Just got back from the theater, and I must admit I’m a little disappointed. This is not a bad movie, IMO, it’s just that it’s been done before, and better.
This newest version is an almost scene-for-scene copy of Carpenter’s (there are some differences) for the first half, and the last half is more like Alien in the Antarctic.
The Good: they did do a pretty decent job of representing the in-fighting and paranoia. They adhered pretty faithfully to the various Things that got killed off, and were later discovered by Mac and Doc Copper. Also, their method of identifying the Thing was pretty slick, even if it had a few pitfalls. They may have worked up to the ad-hoc blood test Mac devised in Carpenter’s movie; you could see “the wheels turning” behind the eyes of the various non-Thing camp personnel, but events pressed forward before they had time to think of it
The Not-So-Good: the Swedish (Norwegian, Tank! They’re Norwegian!) weren’t really developed much as characters. In Carpenter’s classic, everyone got at least a few lines that sort of helped establish them as characters, as people. Ironically, for me at least, the monoglot “Lars” was one of the few sympathetic characters. The man had a well-honed survival instinct. At least until he walked off alone to investigate a noise and got himself Thingamized.
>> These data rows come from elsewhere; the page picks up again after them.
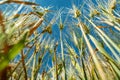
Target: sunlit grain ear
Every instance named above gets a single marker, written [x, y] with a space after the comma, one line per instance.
[2, 22]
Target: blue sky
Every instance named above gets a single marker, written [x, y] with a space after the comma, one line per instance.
[58, 3]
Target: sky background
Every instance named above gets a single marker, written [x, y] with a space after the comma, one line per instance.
[58, 3]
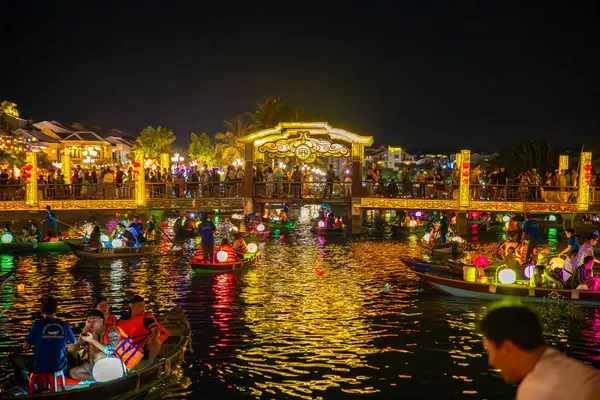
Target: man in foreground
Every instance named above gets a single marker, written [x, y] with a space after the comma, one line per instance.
[515, 344]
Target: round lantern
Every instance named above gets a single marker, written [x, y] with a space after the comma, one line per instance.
[222, 256]
[252, 247]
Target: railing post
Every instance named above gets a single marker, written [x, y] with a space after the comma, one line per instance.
[65, 167]
[465, 173]
[140, 180]
[31, 194]
[585, 180]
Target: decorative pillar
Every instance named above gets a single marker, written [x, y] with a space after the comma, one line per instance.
[65, 161]
[139, 180]
[563, 163]
[585, 180]
[247, 189]
[165, 162]
[31, 194]
[465, 172]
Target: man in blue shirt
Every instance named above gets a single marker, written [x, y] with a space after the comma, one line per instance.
[50, 223]
[532, 230]
[207, 230]
[49, 337]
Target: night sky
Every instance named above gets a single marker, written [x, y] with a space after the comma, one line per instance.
[476, 74]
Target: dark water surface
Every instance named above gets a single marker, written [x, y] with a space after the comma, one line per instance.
[316, 319]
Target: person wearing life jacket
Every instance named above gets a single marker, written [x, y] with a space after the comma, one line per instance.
[105, 341]
[143, 328]
[226, 247]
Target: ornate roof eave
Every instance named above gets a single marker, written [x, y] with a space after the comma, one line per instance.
[334, 133]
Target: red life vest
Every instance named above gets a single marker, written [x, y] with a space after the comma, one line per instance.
[127, 351]
[138, 332]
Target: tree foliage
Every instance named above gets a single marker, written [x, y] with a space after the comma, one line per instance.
[152, 142]
[9, 108]
[202, 150]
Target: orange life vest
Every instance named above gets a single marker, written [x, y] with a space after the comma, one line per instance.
[127, 351]
[138, 332]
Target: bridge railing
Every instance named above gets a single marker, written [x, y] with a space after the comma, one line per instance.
[85, 191]
[188, 190]
[298, 190]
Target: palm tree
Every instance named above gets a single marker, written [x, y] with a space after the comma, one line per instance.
[228, 144]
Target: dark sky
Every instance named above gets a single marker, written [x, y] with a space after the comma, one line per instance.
[450, 73]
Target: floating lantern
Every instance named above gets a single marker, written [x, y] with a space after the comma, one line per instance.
[252, 247]
[507, 276]
[528, 271]
[6, 238]
[222, 256]
[108, 369]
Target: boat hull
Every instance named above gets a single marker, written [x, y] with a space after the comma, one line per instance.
[224, 267]
[461, 288]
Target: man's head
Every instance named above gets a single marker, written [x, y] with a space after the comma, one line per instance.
[95, 319]
[49, 305]
[511, 335]
[137, 305]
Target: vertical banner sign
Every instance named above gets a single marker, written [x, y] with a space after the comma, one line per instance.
[563, 163]
[31, 194]
[585, 181]
[465, 172]
[139, 179]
Dumbass.
Also, the CGI-Things just seemed to lack the substance of Carpenter’s.
And the dialogue was definitely missing “quoteables,” such as Gary’s rant about being tied to a couch all winter, or Palmer’s disbelieving outburst at seeing Norris’s head detach and go skittering away on spider legs. And no one matched Mac’s tough guy/ordinary hero pragmatism; the list goes on.
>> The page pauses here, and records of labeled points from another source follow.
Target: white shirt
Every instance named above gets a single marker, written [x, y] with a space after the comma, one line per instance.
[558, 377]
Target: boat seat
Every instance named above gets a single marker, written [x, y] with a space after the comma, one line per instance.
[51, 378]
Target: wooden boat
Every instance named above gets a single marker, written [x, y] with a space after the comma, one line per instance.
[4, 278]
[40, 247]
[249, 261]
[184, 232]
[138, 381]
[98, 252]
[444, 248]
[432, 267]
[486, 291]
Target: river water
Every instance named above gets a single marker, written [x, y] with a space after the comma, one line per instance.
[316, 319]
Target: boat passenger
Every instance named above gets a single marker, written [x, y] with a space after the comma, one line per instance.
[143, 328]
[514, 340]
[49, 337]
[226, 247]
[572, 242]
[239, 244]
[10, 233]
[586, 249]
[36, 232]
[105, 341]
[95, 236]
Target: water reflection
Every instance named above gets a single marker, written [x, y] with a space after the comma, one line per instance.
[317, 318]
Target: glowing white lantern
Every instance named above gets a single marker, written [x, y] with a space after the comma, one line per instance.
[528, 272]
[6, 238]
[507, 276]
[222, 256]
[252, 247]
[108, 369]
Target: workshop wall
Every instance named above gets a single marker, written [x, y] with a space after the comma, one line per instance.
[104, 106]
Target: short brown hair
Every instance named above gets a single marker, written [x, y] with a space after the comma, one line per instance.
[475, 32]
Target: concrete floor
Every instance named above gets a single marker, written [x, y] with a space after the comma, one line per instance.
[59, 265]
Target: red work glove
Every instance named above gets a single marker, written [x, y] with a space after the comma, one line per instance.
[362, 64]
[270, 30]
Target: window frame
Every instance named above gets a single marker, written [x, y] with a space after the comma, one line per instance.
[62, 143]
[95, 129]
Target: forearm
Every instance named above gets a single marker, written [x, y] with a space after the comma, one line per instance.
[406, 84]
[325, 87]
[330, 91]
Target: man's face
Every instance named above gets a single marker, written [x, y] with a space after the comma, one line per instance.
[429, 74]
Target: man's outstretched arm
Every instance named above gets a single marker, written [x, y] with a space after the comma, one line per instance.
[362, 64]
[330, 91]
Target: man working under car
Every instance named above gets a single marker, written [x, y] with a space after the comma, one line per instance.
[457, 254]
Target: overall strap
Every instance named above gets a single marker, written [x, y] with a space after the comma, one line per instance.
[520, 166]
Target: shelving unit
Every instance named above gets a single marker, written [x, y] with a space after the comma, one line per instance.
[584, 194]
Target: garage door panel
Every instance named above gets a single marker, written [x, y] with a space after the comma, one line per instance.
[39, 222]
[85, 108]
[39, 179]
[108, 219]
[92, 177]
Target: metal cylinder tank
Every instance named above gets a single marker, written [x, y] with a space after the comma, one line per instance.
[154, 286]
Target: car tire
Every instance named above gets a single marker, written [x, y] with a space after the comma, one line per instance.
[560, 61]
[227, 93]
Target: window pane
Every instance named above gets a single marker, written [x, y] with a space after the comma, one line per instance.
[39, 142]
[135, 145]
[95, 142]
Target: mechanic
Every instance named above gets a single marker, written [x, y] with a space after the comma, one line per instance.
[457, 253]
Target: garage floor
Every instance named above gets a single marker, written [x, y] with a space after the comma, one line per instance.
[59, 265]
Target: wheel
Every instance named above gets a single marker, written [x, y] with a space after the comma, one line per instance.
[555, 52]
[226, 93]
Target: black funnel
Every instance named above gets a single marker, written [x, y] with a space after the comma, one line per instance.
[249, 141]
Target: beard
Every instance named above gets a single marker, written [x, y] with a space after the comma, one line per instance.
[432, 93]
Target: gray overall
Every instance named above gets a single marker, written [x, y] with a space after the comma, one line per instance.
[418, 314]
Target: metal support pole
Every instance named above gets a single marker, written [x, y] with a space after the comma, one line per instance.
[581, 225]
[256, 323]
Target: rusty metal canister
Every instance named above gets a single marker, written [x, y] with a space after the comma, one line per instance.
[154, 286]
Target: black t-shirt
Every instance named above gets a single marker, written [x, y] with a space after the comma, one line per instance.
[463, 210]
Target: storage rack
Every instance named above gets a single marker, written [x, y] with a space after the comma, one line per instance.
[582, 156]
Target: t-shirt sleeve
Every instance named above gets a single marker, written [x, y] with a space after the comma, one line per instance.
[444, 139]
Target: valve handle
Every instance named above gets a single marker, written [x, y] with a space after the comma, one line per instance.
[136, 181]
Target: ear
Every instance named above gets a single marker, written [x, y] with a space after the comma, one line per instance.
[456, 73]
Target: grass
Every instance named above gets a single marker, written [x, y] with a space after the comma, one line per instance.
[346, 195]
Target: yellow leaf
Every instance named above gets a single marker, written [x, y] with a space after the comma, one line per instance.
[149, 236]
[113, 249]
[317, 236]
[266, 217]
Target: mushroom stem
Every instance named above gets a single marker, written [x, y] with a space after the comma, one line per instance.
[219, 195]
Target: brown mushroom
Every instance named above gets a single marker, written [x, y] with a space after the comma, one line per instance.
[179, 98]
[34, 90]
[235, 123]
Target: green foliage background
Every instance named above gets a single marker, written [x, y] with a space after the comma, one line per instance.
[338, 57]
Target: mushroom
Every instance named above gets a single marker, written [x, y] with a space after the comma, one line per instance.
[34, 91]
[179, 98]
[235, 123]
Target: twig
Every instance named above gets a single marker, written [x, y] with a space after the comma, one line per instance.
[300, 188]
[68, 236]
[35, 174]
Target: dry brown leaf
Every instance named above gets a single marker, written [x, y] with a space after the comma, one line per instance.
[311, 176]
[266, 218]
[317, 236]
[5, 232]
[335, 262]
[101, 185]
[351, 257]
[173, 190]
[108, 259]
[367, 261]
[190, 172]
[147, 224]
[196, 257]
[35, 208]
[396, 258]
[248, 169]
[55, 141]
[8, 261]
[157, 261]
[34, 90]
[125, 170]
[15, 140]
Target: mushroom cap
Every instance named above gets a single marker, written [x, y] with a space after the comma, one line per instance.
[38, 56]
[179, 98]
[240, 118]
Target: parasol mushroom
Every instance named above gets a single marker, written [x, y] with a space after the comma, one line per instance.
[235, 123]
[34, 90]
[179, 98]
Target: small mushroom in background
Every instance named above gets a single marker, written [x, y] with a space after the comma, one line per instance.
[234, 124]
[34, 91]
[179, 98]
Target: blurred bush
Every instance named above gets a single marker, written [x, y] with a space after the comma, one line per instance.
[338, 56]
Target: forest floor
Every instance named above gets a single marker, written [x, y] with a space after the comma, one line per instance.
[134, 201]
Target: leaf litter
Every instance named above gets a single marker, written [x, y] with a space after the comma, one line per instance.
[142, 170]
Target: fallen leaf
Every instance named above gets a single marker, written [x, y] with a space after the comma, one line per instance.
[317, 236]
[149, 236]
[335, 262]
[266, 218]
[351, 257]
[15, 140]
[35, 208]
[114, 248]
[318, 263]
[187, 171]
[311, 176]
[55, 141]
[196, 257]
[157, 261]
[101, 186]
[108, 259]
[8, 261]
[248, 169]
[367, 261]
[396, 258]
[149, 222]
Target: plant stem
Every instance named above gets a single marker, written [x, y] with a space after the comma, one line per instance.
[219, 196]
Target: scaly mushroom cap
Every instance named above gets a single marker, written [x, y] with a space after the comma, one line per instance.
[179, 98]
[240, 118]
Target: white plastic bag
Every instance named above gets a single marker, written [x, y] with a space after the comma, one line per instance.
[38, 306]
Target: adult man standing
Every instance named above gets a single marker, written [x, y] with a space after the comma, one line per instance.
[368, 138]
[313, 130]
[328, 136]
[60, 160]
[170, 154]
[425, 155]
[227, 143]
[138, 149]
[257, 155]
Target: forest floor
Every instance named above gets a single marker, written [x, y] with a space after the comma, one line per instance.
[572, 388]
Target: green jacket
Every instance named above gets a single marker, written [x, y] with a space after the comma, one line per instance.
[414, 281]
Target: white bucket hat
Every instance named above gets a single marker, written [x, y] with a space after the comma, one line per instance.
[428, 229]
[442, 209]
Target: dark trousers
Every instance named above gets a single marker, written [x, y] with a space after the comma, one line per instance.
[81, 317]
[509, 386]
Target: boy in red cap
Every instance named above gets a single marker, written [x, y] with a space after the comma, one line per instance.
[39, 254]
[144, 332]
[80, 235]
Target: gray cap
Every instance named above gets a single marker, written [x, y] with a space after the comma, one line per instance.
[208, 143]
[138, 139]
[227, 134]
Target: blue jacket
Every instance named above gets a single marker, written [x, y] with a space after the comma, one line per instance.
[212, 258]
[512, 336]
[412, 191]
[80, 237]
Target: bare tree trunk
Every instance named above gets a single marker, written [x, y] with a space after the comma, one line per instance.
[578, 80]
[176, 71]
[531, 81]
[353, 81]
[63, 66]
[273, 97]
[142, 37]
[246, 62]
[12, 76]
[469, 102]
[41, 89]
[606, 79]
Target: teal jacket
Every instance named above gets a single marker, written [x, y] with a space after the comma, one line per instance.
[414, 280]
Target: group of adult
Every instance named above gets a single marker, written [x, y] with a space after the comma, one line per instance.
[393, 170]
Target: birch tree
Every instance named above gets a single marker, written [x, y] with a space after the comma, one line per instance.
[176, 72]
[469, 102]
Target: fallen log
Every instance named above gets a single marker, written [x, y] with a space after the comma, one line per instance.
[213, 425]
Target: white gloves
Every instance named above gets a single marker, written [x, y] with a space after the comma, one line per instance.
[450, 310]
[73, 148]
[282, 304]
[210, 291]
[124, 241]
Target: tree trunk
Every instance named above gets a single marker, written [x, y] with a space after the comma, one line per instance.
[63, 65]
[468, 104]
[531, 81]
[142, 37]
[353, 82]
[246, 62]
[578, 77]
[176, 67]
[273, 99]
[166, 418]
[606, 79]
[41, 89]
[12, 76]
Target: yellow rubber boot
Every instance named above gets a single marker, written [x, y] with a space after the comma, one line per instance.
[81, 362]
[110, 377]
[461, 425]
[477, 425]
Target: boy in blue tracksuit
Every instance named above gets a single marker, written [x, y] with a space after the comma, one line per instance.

The Really “Off-Note(s):” having adhered pretty faithfully to the camp layout and the disposition as it was found by Mac and Doc Copper in Carpenter’s movie, the film makers deliberately overlooked the fact that the Swedes had excavated the alien starship using some sort of explosive charges. We see this in the video tapes Doc Copper salvaged from the Norwegian camp. Yet in this remake, the craft is still buried until the Sanders-Thing goes back to it to try to escape (to where is unspecified, but I assume off-planet). It’s the ship’s engines which brings down the ice-roof covering the alien starship.
Which begs the question: if the ship was still viable, why did the original-Thing leave it to get itself frozen on the ice?
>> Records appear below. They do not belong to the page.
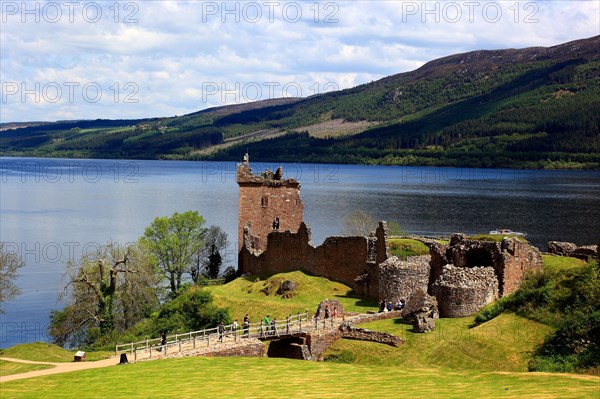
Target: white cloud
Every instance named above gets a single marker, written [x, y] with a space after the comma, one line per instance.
[164, 54]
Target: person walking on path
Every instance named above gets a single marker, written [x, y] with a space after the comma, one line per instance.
[163, 340]
[246, 326]
[221, 331]
[234, 328]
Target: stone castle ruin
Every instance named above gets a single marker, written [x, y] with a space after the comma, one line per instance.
[463, 275]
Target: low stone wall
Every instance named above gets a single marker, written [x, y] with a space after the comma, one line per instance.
[247, 347]
[251, 349]
[461, 292]
[318, 342]
[365, 318]
[294, 348]
[363, 334]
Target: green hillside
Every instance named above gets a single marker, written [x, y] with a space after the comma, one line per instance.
[526, 108]
[257, 297]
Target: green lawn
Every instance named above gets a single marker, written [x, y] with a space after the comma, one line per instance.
[8, 368]
[502, 344]
[555, 263]
[44, 352]
[283, 378]
[403, 247]
[244, 295]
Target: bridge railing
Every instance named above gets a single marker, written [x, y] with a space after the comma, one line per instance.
[148, 348]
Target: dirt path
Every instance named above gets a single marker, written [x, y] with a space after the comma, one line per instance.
[57, 369]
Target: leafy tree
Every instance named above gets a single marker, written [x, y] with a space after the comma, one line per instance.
[208, 259]
[359, 223]
[9, 264]
[192, 310]
[108, 292]
[174, 241]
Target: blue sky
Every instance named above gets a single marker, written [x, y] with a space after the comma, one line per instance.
[134, 59]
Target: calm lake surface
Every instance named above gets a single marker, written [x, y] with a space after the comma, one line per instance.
[56, 209]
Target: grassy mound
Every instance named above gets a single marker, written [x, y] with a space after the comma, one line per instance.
[505, 343]
[566, 296]
[404, 247]
[257, 297]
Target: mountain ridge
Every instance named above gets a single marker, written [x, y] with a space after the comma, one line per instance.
[533, 107]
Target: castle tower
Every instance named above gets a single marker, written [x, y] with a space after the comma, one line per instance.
[267, 203]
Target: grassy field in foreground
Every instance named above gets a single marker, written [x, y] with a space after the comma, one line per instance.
[8, 368]
[283, 378]
[245, 295]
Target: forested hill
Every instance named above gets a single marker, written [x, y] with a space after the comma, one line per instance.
[522, 108]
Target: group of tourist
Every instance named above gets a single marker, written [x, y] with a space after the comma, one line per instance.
[268, 326]
[385, 306]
Also: MEW’s character is just left sitting in a snow cat at the alien ship crash site. Did she just die? Freeze to death? Wouldn’t Mac and Doc Copper have spotted her, or at least the two bright yellow snow cats, when they went to investigate the ship site (after bringing the videos back from the Norwegian camp and looking over the research material they salvaged)? In real time, it’s been ~30 years; in movie time it’s not definite, but it couldn’t have been more than 24 - 48 hours.
So: not a bad movie, and despite a few p(l)otholes, segues nicely into Carpenter’s, but just a little more detail to continuity and dialogue could’ve made this a much better (even if still eminently predictable) movie.